I did it. I won a 4th national championship, along with breaking the NCAA record for rushing and receiving yards and TD's. I led a no name school to be the greatest dynasty of the modern era of college football. The first player to win 4 heismans. I was on top of the world. Then I shut the Playstation 2 off, and reality floods my consciousness.
I never was athletic, in fact most of the time I was picked in the bottom half of the class during gym class. I never played football, except for the occasional pick-up game, but for some reason I was drawn to the video game version. The game was fun enough as I played as my favorite team, but the real appeal came when I saw there was a create-a-player option. Zack Gugenheim, star running back, 6'2" and 227 pounds. I was the fastest player with the best hands, I even had the skills to play multiple positions with unending endurance.
Forget the fact that I was only 5'9" and 215 lbs in High School (and none of that was muscle, mind you). Or that while I can catch relatively well, I'm never going to be mistaken for Jerry Rice or Calvin Johnson. And fast? Well... let's not go there. Yet there was an overwhelming pull for me to see myself as a new and improved person. It didn't just happen with football games. In fact, any game with a "Create-a-player" was subject to my fantasy. I remember when I owned a wrestling video game, I suddenly became 7 feet tall doing flips off a turnbuckle, raising the World Heavyweight title over my head. Even outside the video gaming world, my fantasies ran wild about my "greatness."
(Disclaimer: I'm not saying video games are inherently evil... although I might argue that we probably spend more time playing them than we should)
In my mind, I was skilled in martial arts, could use a gun, kill zombies, unnamed or named henchmen, vampires (even ones that sparkle), survive the hunger games or whatever else anybody could throw at me. I was Batman with Superman's powers. But here was the key... everybody knew how gifted I was in the dreams and fantasies. I was the hero. I was on top.
And yet... when I come back to reality... it comes to a screeching halt. Suddenly, I see the man I'm ashamed to be. In high school, I was the fat annoying kid that tried to make his mark, but often was just ignored or made fun of (I overdramatized it in my mind). In college, I felt like I could reinvent myself, prove that I was all that. When I became a Christian, it crossed over into spiritual things as well. Now, it's about how I can lead so many people to Christ through worship leading, preaching, discipleships, etc. "If I can say the right thing, or sing a song in just in the right way, or preach more skillfully and share a hidden gem that nobody saw before, I would have tremendous impact, and everyone would love me!"

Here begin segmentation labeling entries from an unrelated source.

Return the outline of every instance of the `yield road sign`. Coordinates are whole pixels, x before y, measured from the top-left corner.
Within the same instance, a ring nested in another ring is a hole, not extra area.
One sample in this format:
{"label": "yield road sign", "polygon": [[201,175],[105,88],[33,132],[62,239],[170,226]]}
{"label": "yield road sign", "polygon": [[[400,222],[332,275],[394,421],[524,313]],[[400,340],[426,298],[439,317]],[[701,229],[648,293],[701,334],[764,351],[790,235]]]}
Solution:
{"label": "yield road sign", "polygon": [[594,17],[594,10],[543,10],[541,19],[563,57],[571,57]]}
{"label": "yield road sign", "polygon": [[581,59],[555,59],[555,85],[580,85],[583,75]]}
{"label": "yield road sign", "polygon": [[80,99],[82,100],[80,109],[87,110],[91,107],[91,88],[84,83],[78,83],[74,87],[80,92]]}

Have you ever been there? Maybe you're not like me. Maybe you think I'm weird. Or maybe, you're like me in one simple way... you have a desire to be loved, and you'll do anything to feel it. A desire to feel special, or to be seen as great. I often ask the question, "What is driving these dreams? Why do I often find myself fantasizing of being special?"
Honestly, I think the answer lies in unbelief. I don't want to believe that I'm worse than I can imagine, so I look to these dreams to suppress the truth about myself. (Romans 1:18). Not only that, but I suppress the truth about this current world, which is nothing to write home about either. In one sense, God created this place to be amazing, but the curse of sin is ravaging it. There's pain, sickness, depression, and death. The reality of this life is awful. 100% of humans die. That's morbid, and honestly, it has often kept me up at night.
And yet, the problem with not believing the truth about this life is the fact that the next life is SO MUCH BETTER! Check this out: "Then I saw a new heaven and a new earth, for the first heaven and the first earth had passed away, and the sea was no more. And I saw the holy city, new Jerusalem, coming down out of heaven from God, prepared as a bride adorned for her husband. And I heard a loud voice from the throne saying, 'Behold, the dwelling place of God is with man. He will dwell with them, and they will be his people, and God himself will be with them as their God. He will wipe away every tear from their eyes, and death shall be no more, neither shall there be mourning, nor crying, nor pain anymore, for the former things have passed away.'" (Revelation 21:1-4)
God is going to dwell with me, and I will be His. For every tear I've shed, He will wipe it away. And the pain, the suffering, the sin and shame that have plagued me, and that I will continue to struggle with will be GONE! This is so much better than pretending to be great... because I can worship someone who is great and someone who WILL redeem and WILL rescue and WILL have justice and HAS PROVED HIS LOVE by dying on the cross so that I can live forever with Him.
I no longer need people's approval in my mind. I don't need to have anything to offer. I don't need to escape the realities of this life... because God has all ready prepared a perfect escape for me. The best part is... He's there with me. Heaven is where we will dwell, with the one who is our refuge.
"For me it is good to be near God;
I have made the Lord God my refuge,
that I may tell of all your works." (Psalm 73:28)
One day, if we're in Christ, we'll be in our perfect escape. We are His Beloved! Look towards heaven, and escape the false escapes that easily entangle us. When we fail, we can repent and long to be with Jesus for eternity.